Graue Tage von Witwe Clausen

Heute werde ich meinen Friedhelm in seiner Stele nicht besuchen. Stattdessen leiste ich mir den Luxus, einen Gammeltag einzulegen. Der Himmel ist düster, Sturm ist angekündigt; was spricht dagegen, einen gemütlichen Sofatag zu verbringen? Ich verstehe nicht, warum sich die Menschen über den November beklagen. Eine bessere Ausrede als dessen Wetter gibt es nicht, um kuschelig in eine Decke gewickelt, innere Einkehr zu halten.

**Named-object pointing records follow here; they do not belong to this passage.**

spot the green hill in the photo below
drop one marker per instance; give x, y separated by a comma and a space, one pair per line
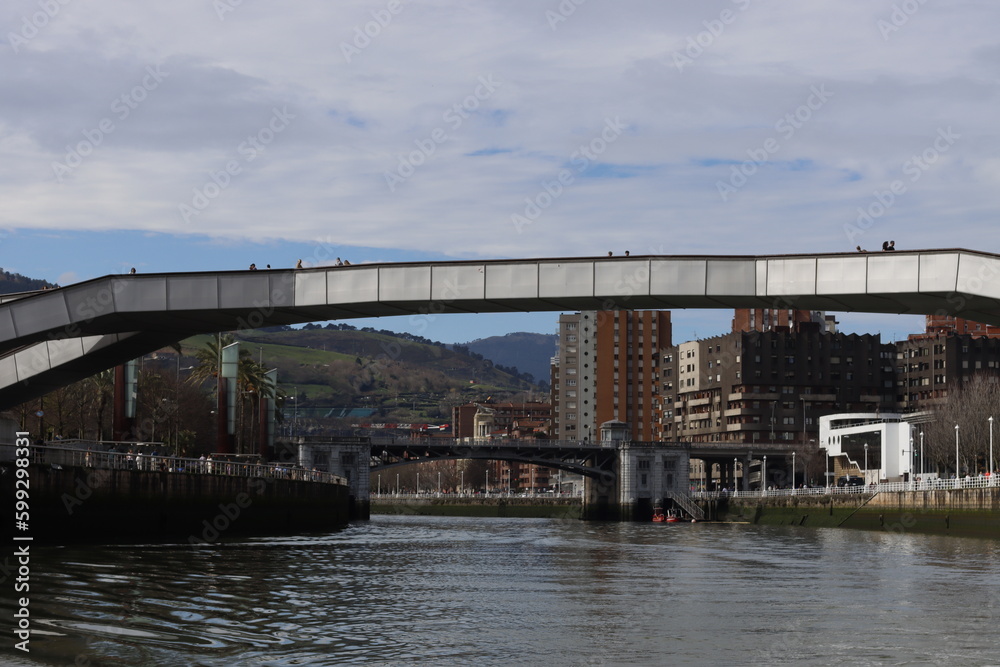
396, 377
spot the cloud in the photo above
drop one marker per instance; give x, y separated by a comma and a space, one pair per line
412, 99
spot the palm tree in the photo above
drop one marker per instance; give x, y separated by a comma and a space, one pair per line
251, 381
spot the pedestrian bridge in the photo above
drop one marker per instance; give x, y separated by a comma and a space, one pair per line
49, 339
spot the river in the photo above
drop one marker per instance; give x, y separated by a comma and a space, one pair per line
401, 590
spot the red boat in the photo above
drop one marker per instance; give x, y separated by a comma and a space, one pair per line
670, 516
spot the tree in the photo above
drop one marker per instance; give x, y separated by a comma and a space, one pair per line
969, 406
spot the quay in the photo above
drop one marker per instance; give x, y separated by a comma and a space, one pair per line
537, 505
967, 507
81, 495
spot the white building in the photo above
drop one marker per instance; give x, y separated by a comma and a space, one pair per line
878, 446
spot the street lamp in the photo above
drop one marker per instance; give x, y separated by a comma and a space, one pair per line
956, 455
763, 477
866, 463
826, 471
921, 454
991, 450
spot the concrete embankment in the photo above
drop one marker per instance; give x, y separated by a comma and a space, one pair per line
960, 512
72, 504
557, 508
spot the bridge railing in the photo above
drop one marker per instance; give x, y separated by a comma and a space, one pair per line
937, 484
110, 460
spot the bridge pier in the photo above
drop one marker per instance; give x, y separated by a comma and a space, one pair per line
347, 457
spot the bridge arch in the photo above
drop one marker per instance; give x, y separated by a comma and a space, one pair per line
52, 338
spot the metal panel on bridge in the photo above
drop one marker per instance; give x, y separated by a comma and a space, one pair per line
404, 283
731, 277
979, 275
791, 276
459, 282
565, 279
512, 281
841, 275
893, 274
141, 293
193, 292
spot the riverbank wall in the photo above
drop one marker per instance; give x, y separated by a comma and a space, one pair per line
959, 512
68, 504
551, 508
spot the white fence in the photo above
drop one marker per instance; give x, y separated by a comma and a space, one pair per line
980, 482
108, 460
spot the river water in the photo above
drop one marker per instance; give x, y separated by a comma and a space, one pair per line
404, 590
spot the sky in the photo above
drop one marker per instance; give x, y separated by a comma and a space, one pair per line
191, 136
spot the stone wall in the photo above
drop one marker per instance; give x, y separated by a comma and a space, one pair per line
71, 504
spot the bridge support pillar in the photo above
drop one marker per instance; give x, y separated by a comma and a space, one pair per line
349, 458
650, 474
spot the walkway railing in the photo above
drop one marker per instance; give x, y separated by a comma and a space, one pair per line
982, 482
110, 460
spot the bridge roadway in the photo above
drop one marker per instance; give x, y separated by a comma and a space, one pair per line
591, 459
51, 338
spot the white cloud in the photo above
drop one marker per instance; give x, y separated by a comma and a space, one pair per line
655, 187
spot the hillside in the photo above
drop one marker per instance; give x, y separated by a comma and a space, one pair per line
390, 376
529, 353
11, 283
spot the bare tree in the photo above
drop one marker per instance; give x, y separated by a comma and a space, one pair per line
969, 406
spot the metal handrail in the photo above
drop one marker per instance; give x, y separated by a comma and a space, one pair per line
936, 484
110, 460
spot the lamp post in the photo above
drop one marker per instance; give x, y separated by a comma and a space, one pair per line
991, 450
921, 454
773, 403
763, 477
826, 472
913, 455
866, 463
956, 454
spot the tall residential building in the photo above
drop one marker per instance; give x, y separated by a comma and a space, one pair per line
574, 382
945, 324
778, 319
607, 368
929, 365
773, 385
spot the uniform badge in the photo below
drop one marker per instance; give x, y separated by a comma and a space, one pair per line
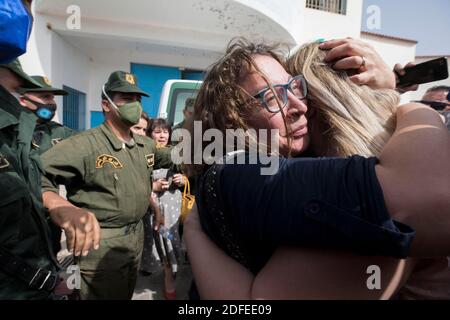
105, 158
130, 79
150, 160
56, 141
4, 163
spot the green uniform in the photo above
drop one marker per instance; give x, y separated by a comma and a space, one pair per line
111, 179
24, 231
46, 135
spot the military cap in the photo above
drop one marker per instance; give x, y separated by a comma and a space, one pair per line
46, 86
189, 104
15, 67
120, 81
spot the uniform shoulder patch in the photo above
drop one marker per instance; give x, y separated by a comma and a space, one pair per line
106, 158
150, 159
4, 163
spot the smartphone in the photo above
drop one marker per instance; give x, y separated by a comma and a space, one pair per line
433, 70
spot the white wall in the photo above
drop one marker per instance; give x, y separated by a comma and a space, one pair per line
424, 87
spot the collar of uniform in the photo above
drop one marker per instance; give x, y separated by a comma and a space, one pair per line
115, 142
10, 109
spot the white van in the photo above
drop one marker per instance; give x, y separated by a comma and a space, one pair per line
173, 98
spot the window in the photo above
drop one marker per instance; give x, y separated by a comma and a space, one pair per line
334, 6
74, 109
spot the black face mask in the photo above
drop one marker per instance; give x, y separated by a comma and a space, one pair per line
45, 112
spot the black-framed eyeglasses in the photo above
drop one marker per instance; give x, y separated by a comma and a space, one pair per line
271, 99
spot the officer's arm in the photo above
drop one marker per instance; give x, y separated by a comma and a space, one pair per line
63, 165
415, 182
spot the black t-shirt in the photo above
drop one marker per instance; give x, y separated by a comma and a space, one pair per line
331, 203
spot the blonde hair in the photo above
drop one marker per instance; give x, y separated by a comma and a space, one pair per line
352, 119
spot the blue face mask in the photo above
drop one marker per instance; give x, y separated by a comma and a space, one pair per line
16, 23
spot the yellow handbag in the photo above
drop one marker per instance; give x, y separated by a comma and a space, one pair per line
187, 201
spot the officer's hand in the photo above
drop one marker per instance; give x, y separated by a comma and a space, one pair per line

Ich mache mir viele Kerzen an, koche ausreichend Kaffee, gönne mir den ersten Christstollen des Jahres und lasse den dunklen Tag einfach Tag sein. Bei der Gelegenheit fällt mir ein, dass ich mir bereits immer eine Katze zulegen wollte. Mein Friedhelm mochte diese Tiere nicht, da sie ihm in ihrer absoluten Unabhängigkeit  unheimlich erschienen. Katzen sind die einzige Spezies, die niemals vom Menschen domestiziert wurde, sondern sich ihm quasi freiwillig anschloss. Wo Menschen lebten, existierten Kornkammern und, wo sich Kornkammern befanden, ging der Vorrat an Mäusen und Ratten nie zu Ende. So profitierte einer vom anderen. Die Menschen wurden die Nagerplage quitt und die Katzen fanden ausreichend Futter.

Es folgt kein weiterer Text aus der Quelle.